As Israel turns 70 years old, there are as many opinions, views, and experiences to share about the Jewish state as there are Jews on Earth. Everything from the crazy brilliance of Jerusalem to the blunt attitude of Israelis, from watching Palestinians get arrested, to getting into a budging war with a grandmother in the line for the bus. But for me, traveling right now in Belarus and Ukraine, one realization stands out above all else for why I love Israel, even with today’s refugee issues and political corruption.
Learning about the Ukrainian Jewish community has opened my eyes to Jewish politics operating under the rule of others. Seeing how the conflict between Ukraine and Russia, itself a product of wider European politics, underscores every Jewish cultural, religious, and political act in this region, is immensely frustrating. And while I won’t go so far as to say whether this is right or wrong (after all, in America the same phenomena occur simply with American politics), that is what makes me appreciate Israel as the Zionist dream it was intended to be.
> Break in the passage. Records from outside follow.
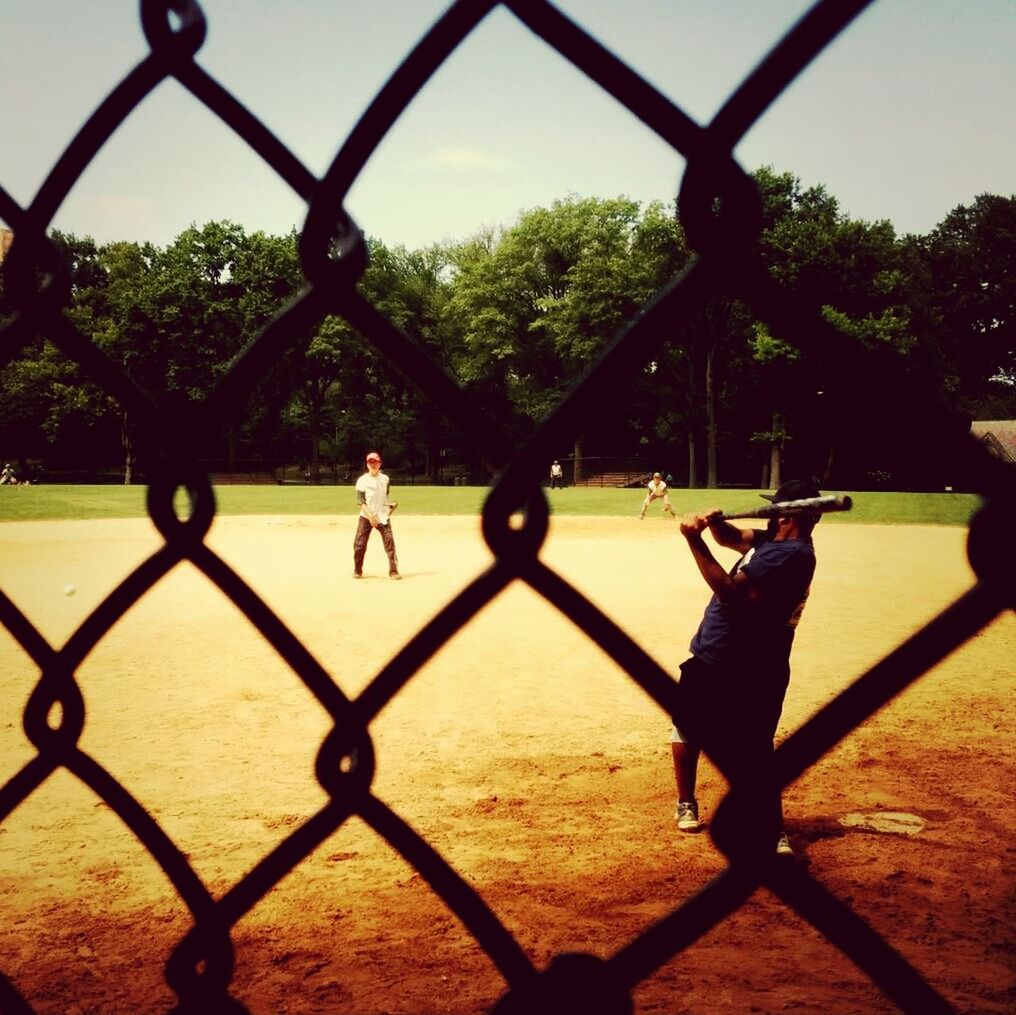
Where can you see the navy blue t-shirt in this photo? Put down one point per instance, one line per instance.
(759, 632)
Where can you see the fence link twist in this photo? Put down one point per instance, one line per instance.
(719, 211)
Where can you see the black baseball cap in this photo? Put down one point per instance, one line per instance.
(792, 490)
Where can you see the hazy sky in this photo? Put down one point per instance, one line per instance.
(910, 112)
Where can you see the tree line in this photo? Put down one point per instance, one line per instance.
(515, 314)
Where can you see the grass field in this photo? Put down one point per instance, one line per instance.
(79, 502)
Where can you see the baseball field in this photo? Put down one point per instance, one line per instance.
(524, 756)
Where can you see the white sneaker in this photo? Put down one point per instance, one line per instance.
(687, 816)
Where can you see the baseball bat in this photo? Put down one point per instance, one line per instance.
(809, 505)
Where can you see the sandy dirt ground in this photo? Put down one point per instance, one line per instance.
(523, 755)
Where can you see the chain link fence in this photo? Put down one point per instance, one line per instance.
(719, 211)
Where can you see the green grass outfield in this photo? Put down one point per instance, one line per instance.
(66, 502)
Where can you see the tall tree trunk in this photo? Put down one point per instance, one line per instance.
(827, 474)
(710, 421)
(128, 448)
(775, 464)
(314, 418)
(776, 450)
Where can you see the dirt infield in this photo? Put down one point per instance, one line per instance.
(523, 755)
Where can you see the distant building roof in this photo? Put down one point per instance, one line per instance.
(1001, 431)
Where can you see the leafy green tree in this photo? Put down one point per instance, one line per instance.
(971, 260)
(535, 304)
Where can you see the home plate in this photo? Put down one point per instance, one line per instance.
(895, 822)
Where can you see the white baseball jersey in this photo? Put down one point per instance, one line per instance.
(375, 489)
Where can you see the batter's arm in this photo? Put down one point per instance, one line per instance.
(732, 536)
(726, 587)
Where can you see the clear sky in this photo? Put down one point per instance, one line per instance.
(911, 112)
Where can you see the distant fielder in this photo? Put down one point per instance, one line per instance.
(375, 512)
(656, 490)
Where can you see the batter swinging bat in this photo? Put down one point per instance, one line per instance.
(809, 505)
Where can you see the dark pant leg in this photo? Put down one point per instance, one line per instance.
(360, 543)
(389, 547)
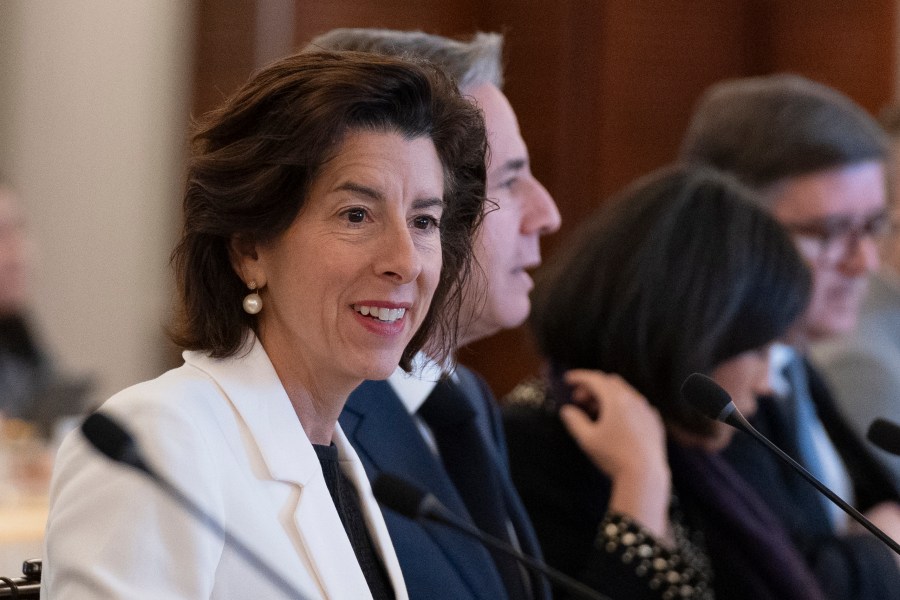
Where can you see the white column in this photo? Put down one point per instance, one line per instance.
(95, 98)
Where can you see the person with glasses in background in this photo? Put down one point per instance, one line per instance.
(818, 161)
(863, 367)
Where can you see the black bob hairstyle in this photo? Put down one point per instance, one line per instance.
(678, 274)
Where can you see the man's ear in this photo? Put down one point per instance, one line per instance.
(242, 250)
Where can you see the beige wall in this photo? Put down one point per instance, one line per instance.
(94, 100)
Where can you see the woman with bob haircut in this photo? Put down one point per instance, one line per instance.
(329, 214)
(680, 274)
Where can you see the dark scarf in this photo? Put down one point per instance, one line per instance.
(751, 552)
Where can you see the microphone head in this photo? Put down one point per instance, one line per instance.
(885, 435)
(707, 397)
(398, 495)
(111, 439)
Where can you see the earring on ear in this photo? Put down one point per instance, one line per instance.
(252, 301)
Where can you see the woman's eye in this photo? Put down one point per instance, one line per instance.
(425, 222)
(509, 183)
(355, 215)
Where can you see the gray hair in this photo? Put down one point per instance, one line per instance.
(471, 63)
(766, 129)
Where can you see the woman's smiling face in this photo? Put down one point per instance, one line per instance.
(347, 285)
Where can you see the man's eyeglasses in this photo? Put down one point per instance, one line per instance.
(836, 238)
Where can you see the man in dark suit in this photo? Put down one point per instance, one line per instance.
(446, 436)
(818, 161)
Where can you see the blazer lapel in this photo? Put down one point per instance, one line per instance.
(285, 455)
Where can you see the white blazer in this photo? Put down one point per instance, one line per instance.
(225, 432)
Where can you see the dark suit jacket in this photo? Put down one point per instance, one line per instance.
(852, 567)
(436, 562)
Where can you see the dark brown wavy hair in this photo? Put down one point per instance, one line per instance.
(255, 159)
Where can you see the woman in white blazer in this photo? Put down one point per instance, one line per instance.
(329, 215)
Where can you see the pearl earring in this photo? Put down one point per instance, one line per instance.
(252, 301)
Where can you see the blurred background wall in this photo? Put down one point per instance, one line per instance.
(95, 97)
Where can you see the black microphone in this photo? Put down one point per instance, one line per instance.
(711, 400)
(886, 435)
(115, 442)
(412, 502)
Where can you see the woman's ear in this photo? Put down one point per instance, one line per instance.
(244, 256)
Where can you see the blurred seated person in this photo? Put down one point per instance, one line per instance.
(818, 162)
(31, 388)
(329, 217)
(862, 368)
(622, 479)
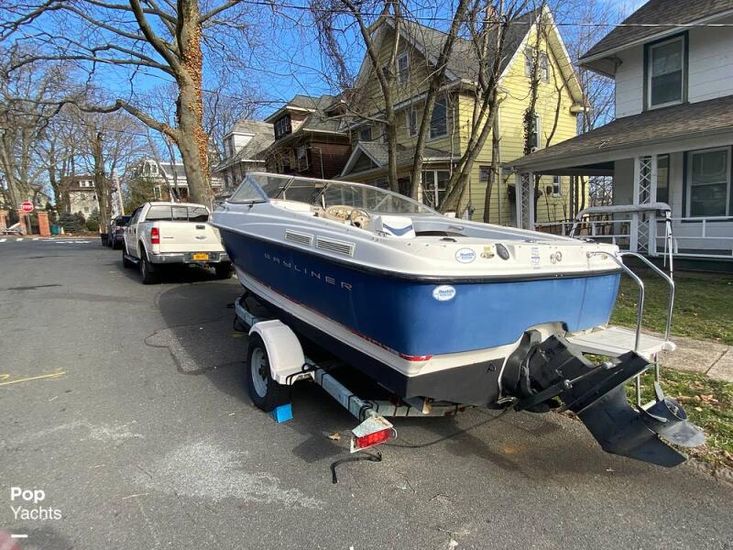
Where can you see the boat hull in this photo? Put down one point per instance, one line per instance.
(421, 317)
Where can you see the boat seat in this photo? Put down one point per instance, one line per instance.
(399, 227)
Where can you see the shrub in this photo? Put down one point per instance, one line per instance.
(72, 223)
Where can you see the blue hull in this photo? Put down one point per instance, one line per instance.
(404, 315)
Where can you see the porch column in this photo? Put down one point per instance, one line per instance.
(643, 225)
(525, 200)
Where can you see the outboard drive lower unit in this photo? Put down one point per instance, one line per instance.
(551, 374)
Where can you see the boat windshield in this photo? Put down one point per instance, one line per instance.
(259, 187)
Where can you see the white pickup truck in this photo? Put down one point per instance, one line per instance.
(164, 233)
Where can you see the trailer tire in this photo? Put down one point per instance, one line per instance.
(265, 393)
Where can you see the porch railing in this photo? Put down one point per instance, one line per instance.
(691, 237)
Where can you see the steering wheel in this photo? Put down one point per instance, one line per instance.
(358, 217)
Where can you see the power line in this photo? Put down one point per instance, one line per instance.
(346, 11)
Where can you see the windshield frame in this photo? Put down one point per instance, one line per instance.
(319, 192)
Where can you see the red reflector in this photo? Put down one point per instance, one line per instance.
(416, 357)
(372, 439)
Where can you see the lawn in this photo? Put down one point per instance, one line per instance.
(708, 403)
(703, 305)
(704, 311)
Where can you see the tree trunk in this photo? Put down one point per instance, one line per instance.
(100, 181)
(192, 140)
(391, 129)
(494, 172)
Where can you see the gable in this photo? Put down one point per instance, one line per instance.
(558, 56)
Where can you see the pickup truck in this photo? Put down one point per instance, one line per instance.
(165, 233)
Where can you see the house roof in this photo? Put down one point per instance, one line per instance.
(463, 61)
(660, 125)
(304, 102)
(249, 126)
(253, 151)
(378, 153)
(657, 12)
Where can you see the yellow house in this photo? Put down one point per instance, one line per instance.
(559, 100)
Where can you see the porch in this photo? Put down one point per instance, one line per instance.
(679, 157)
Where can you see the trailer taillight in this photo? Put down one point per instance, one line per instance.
(375, 430)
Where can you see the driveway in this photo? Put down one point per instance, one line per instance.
(128, 411)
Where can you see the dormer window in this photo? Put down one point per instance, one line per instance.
(365, 133)
(282, 127)
(403, 68)
(665, 73)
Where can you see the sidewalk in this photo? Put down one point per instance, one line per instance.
(710, 358)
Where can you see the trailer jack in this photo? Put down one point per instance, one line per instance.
(552, 370)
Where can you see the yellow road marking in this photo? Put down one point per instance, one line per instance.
(5, 382)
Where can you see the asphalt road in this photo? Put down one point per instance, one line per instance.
(145, 438)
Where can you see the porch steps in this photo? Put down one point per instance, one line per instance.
(615, 341)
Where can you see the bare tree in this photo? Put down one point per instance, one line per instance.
(489, 25)
(327, 12)
(136, 37)
(25, 112)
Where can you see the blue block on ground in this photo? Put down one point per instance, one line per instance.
(283, 413)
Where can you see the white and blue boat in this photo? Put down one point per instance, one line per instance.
(426, 305)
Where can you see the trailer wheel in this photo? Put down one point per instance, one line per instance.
(265, 393)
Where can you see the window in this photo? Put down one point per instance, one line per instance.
(665, 73)
(411, 121)
(439, 120)
(282, 127)
(556, 186)
(434, 186)
(708, 183)
(530, 57)
(663, 178)
(302, 157)
(365, 133)
(403, 68)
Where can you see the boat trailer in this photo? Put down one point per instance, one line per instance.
(277, 360)
(539, 376)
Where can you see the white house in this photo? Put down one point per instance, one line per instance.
(672, 138)
(169, 177)
(244, 148)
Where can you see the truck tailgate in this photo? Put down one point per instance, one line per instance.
(188, 237)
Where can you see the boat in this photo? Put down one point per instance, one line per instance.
(438, 308)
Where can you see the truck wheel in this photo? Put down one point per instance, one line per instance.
(148, 271)
(125, 261)
(223, 270)
(265, 393)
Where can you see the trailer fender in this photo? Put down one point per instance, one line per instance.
(284, 351)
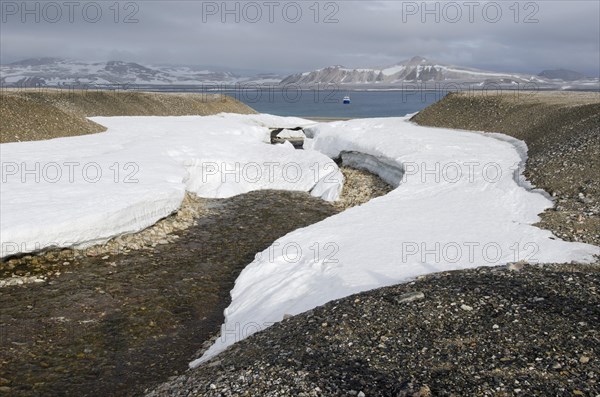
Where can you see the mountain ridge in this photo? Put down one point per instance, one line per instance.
(50, 71)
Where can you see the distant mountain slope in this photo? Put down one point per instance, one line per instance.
(417, 69)
(57, 71)
(562, 74)
(422, 70)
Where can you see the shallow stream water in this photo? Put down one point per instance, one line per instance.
(119, 324)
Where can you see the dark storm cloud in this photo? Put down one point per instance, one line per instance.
(526, 38)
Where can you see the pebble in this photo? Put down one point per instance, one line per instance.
(410, 297)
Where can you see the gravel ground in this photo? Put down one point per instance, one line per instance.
(118, 318)
(516, 330)
(562, 132)
(37, 114)
(488, 331)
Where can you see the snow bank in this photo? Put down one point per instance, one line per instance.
(84, 190)
(460, 204)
In Israel, regardless of the crazy politics, corruption, situation, and disagreements, Jewish politics are playing out at the mercy of nobody and nothing else. Jewish politics are local, regional, national, and international. Yes, there is the natural push-and-pull of global politics and players, but largely speaking, we have self-determination. It isn’t just a phrase, for Jews to have self-determination, copied out of StandWithUS material. It is playing out right now, today, as we speak.
This, possibly, is the only thing that makes me so much as mildly comfortable with Jewish politicking in Ukraine. No matter how many rules we have to live under that are not our own, there is a place, at the crossroads of three continents, where even if we hate the rules, they are our own. A place where we choose our future, without wearing the chains forged by others. This reality, even as it frustrates Israelis and Diaspora Jews alike, is the one I will be celebrating with all my heart this Yom HaAtzmaut. May we never lose this gift again.